AncientPages.com - The stone, a solid pink granite boulder, measures 0.5 x 1.68 x 0.36m and weighs c.670kg. It was incised with odd carvings on two adjoining faces by the Picts who lived in the north and east of Scotland hundreds of years ago.
It is known as the Dandaleith Stone.
Curiously, the stone's two other faces show no obvious signs of carvings. The artifact was accidentally discovered in Craigellachie, Scotland last year by a farmer during the ploughing of a field in May 2013.
Spanning more than 1.7 meters and weighing more than a ton, the Dandaleith Stone has odd carvings made by the Picts who lived in the north and east of Scotland hundreds of years ago. Credits: Aberdeenshire Council
The stone dates from the 6th to 8th Centuries and contains several undeciphered signs.
Archaeologists have been unwilling to release much information about this unique stone due to its sensitivities around the location as well as the issue of having to work out how to remove a stone of its size. The precise location where the stone was found remains secret to allow archaeologists to investigate the site for further artifacts.
The Picts were first mentioned by the Romans in in AD 297. In AD 368 a Roman historian named Ammianus Marcellinus noted that ‘the Picts, divided into two tribes called Dicalydones and Verturiones… are roving at large and causing great devastation…’
The Dandaleith Stone may be unique in having two pairs of symbols carved on the same orientation on two adjoining faces. Similar symbols can be found on other Pictish stones in the Strathspey valley, as at Arndilly and Inveravon. Credits: Aberdeenshire Council
The Picts were mysterious people. Many historians have said that the Picts were the 'painted people'; they may have decorated and tattooed their faces and bodies with dyes. A Latin word 'Picti' ('to paint') may be related to the Picts..
The Irish called the Picts the 'Cruithne'. The Romans used 'Picts' as a general term that covered many separate tribes. It is believed that the Picts created stones as markers or commemorations between the 6th and 8th centuries.

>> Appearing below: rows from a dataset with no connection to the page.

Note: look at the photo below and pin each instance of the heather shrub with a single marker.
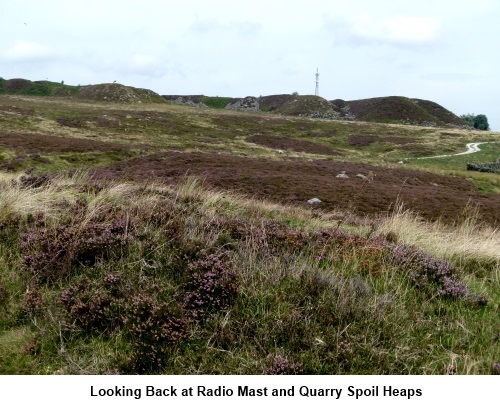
(430, 273)
(92, 309)
(32, 301)
(35, 180)
(153, 328)
(4, 295)
(282, 366)
(212, 287)
(49, 253)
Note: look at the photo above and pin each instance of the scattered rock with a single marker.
(248, 104)
(314, 201)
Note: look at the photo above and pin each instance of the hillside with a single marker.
(118, 93)
(157, 238)
(37, 88)
(402, 110)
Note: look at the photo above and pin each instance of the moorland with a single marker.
(139, 235)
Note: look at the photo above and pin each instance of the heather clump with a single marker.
(212, 287)
(49, 253)
(32, 301)
(427, 272)
(282, 366)
(154, 327)
(92, 309)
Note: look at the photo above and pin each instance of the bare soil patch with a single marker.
(294, 181)
(285, 143)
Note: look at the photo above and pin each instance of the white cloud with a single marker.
(399, 30)
(27, 51)
(141, 62)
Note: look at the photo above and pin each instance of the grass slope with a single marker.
(114, 260)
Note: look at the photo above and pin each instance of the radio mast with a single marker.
(316, 93)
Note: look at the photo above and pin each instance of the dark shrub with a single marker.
(212, 288)
(153, 328)
(50, 253)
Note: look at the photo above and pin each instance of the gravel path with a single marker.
(471, 148)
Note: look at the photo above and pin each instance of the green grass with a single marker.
(354, 311)
(337, 305)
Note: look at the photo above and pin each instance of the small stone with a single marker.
(314, 201)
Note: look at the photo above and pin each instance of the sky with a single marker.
(443, 51)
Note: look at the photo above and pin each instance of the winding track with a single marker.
(471, 148)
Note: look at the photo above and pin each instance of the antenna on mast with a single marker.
(316, 92)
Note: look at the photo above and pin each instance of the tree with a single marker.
(479, 121)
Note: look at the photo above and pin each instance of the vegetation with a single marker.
(479, 121)
(38, 88)
(113, 260)
(215, 102)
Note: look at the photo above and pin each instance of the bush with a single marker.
(212, 288)
(50, 253)
(427, 272)
(153, 328)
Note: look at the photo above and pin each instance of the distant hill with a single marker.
(118, 93)
(393, 109)
(36, 88)
(396, 109)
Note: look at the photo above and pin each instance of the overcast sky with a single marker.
(444, 51)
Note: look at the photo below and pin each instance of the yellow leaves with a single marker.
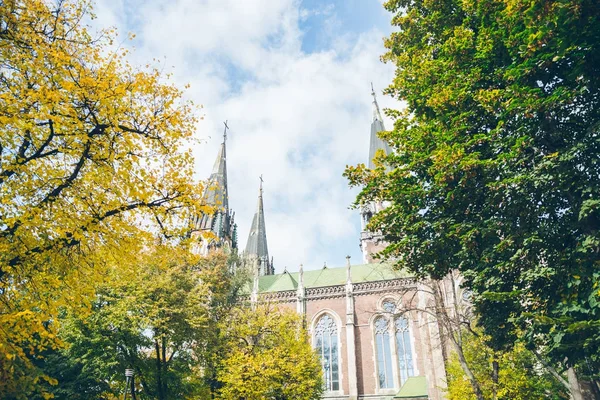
(80, 191)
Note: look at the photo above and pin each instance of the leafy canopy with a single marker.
(496, 169)
(93, 156)
(268, 356)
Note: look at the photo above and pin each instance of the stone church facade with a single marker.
(364, 319)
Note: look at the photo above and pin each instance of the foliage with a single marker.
(520, 377)
(268, 357)
(90, 147)
(496, 168)
(156, 323)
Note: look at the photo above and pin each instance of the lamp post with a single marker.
(129, 383)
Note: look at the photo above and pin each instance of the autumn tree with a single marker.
(495, 170)
(92, 156)
(519, 375)
(157, 323)
(268, 356)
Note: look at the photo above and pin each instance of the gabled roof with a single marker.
(328, 277)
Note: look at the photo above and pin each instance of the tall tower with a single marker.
(221, 222)
(372, 242)
(257, 252)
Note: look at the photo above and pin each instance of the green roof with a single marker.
(415, 387)
(328, 277)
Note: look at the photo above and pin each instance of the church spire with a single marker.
(372, 242)
(376, 143)
(216, 195)
(256, 248)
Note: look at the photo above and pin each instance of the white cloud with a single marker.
(296, 118)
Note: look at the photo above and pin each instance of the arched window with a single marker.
(384, 353)
(326, 343)
(404, 349)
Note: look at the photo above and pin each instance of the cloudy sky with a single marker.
(293, 80)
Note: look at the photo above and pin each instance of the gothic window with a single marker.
(326, 343)
(384, 353)
(389, 306)
(404, 349)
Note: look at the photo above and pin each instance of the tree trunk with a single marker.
(472, 379)
(455, 335)
(574, 384)
(159, 384)
(133, 396)
(495, 374)
(164, 369)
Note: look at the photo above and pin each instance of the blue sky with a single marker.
(293, 80)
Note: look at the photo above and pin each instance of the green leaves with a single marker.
(496, 170)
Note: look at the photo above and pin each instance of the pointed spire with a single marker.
(257, 238)
(376, 126)
(216, 195)
(376, 111)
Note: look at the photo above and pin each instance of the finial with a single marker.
(348, 275)
(225, 131)
(376, 111)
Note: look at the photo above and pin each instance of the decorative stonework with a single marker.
(326, 292)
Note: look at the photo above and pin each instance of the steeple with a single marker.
(376, 126)
(256, 248)
(372, 242)
(221, 222)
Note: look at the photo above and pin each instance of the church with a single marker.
(363, 318)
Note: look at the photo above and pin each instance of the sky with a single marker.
(293, 80)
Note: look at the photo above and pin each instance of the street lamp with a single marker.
(129, 383)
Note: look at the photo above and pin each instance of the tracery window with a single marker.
(384, 353)
(404, 349)
(326, 343)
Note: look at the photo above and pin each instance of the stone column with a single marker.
(300, 293)
(254, 295)
(350, 333)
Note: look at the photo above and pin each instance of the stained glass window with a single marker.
(384, 353)
(405, 358)
(326, 343)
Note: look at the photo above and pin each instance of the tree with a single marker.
(519, 375)
(495, 170)
(157, 323)
(268, 356)
(92, 157)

Face 1 of the large Dandaleith Stone features a large eagle, crescent and V-rod. Face 2 is incised with a mirror case symbol, notch rectangle and Z-rod below - typical of stones found in the area, but potentially unique in being aligned on two adjoining faces.
Generations of historians have questioned why the Picts seemed to disappear from history after fighting the Romans and Vikings.
"Members of the public regularly contact the Archaeology Service about artifacts they have found, but the reporting of the Dandaleith Stone was something truly unexpected - a real rarity," said Claire Herbert, the council's Regional Archaeologist, adding that the artifact is remarkable and very unique.
Experts believe the artifact mey help to understand other Pictishsymbols on stone.
Examination of the stone is conducted in Edinburgh and the experts hope to decipher the Pictish symbols. There is a distinct possibility that the Dandaleith Stone will be put on display at Elgin Museum, Scotland's oldest independent museum.
The presence of two sets of symbols on a single stone is itself a very unusual feature relative to the corpus of symbol-bearing stones," said David V Clarke, an Early Medieval specialist and former Keeper of Archaeology at the National Museum of Scotland.
"But the presence of two sets of symbols on adjacent faces may be unique. The corresponding orientation of these two sets of symbols is also a very unusual feature."
Archaeologists are not sure at this stage if the stone was found at its original location and the meaning of the symbols is still unclear, but with a bit of luck scientists may unlock the secrets of the Dandaleith Stone in the near future.